The lawsuit is Apple’s second big patent action against Samsung Electronics, and the proceedings here took on an air of something of a reunion bringing together a vastly dysfunctional family: The same lawyers for the same companies are back again in the same courtroom with the same judge presiding.
In 2012, jurors found Samsung guilty of infringing a series of Apple’s mobile patents, and last year another jury recalculated a portion of the damages Samsung had to pay, bringing the total to $930 million.
In the case that opened Tuesday, which was filed over two years ago, Apple is seeking about $2 billion in damages from Samsung for selling phones and tablets that Apple says violate five of its mobile software patents, including one that covers the “swipe to unlock” feature for logging into the iPhone and iPad.
Samsung, meanwhile, claims that Apple violated two of its patents with its FaceTime video-calling and its photo services, even as the company, which is based in South Korea, argued that the subtext of the trial was Google.
In their opening statements, both sides presented memos to illustrate their arguments. Apple’s lawyers pointed to a 2010 memo from J.K. Shin, the chief of Samsung’s mobile business, to his staff, which said that the company suffered a “crisis of design,” and that comparing the iPhone to Samsung phones was the “difference between heaven and earth.”

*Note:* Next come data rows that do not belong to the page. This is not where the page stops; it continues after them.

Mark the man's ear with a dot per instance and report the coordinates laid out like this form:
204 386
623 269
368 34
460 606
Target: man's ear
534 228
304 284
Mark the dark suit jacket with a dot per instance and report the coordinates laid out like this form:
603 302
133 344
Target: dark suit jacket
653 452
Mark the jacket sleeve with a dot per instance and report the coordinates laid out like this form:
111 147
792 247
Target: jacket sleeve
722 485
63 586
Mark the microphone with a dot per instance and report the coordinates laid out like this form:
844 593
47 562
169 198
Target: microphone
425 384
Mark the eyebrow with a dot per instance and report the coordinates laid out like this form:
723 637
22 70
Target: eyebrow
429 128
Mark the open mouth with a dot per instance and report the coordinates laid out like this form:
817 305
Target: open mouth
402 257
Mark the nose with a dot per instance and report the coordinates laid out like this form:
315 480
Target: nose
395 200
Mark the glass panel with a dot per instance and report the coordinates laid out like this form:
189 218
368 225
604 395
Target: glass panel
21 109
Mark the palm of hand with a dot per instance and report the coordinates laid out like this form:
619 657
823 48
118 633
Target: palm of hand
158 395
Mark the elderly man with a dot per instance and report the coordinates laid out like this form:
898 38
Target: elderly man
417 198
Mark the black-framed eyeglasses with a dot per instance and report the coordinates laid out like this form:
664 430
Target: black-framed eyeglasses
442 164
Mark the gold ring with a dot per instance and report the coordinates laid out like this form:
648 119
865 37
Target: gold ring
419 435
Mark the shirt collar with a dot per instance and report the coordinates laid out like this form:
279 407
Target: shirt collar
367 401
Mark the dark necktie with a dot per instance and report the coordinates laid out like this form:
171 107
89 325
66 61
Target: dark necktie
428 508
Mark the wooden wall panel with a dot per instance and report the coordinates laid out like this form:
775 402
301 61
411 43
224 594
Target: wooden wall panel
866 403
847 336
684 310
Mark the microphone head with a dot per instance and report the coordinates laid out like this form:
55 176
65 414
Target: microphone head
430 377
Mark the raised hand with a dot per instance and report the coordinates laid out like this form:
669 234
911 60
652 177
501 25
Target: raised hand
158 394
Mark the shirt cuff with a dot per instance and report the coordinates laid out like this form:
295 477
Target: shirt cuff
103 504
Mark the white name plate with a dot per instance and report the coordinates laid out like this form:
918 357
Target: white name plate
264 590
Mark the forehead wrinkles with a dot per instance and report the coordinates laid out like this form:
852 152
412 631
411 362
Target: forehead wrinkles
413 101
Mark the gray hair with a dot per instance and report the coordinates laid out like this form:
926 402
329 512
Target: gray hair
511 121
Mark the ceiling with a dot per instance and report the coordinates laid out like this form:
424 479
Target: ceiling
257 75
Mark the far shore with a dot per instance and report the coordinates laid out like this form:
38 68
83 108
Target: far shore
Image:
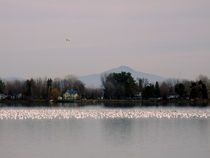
109 102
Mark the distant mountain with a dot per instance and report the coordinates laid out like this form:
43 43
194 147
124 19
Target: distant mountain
94 80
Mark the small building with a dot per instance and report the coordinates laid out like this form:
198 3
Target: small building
2 96
60 98
173 96
70 94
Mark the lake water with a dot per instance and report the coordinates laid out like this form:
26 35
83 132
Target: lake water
99 132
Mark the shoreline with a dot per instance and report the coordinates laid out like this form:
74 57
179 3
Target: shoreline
110 102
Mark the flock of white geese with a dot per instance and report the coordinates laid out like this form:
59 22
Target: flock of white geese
100 113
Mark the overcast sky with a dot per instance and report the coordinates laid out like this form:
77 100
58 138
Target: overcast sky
170 38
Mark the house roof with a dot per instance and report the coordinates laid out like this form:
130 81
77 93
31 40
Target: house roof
71 91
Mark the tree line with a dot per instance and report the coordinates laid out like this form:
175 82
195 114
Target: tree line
123 86
114 86
47 88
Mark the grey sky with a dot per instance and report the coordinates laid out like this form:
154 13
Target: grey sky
170 38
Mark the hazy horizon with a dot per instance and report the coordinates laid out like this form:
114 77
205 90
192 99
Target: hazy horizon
162 37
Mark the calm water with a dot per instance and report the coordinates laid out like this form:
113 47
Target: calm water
93 132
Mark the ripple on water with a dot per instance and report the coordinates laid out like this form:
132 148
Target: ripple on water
21 114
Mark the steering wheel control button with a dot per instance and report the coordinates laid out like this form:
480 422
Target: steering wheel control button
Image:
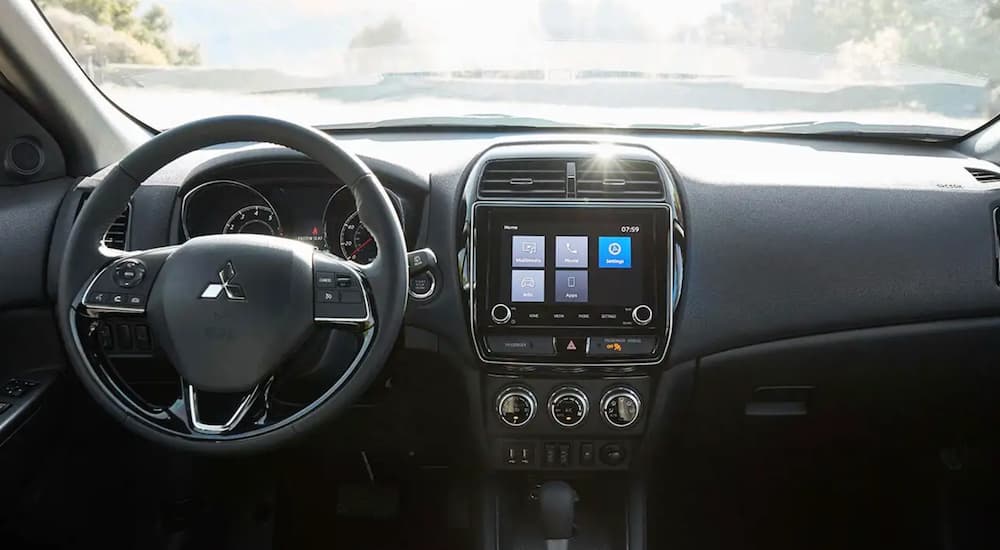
325 280
351 297
621 346
620 406
642 315
124 336
142 341
521 345
568 406
422 285
421 260
129 273
501 314
516 406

Apple’s lawyers argued that the memo showed that the South Korean phone maker was thinking about copying the iPhone years after Apple introduced it.
“Samsung went far beyond the world of competitive intelligence and crossed into the dark side” of copying, said Harold J. McElhinny, an Apple lawyer.
Samsung’s lawyer, John B. Quinn, had an internal Apple memo to show jurors, too. He presented a 2010 email from Steven P. Jobs, then Apple’s chief executive, where he declared “holy war” on Google and said Apple needed to play catch-up with Google’s cloud services.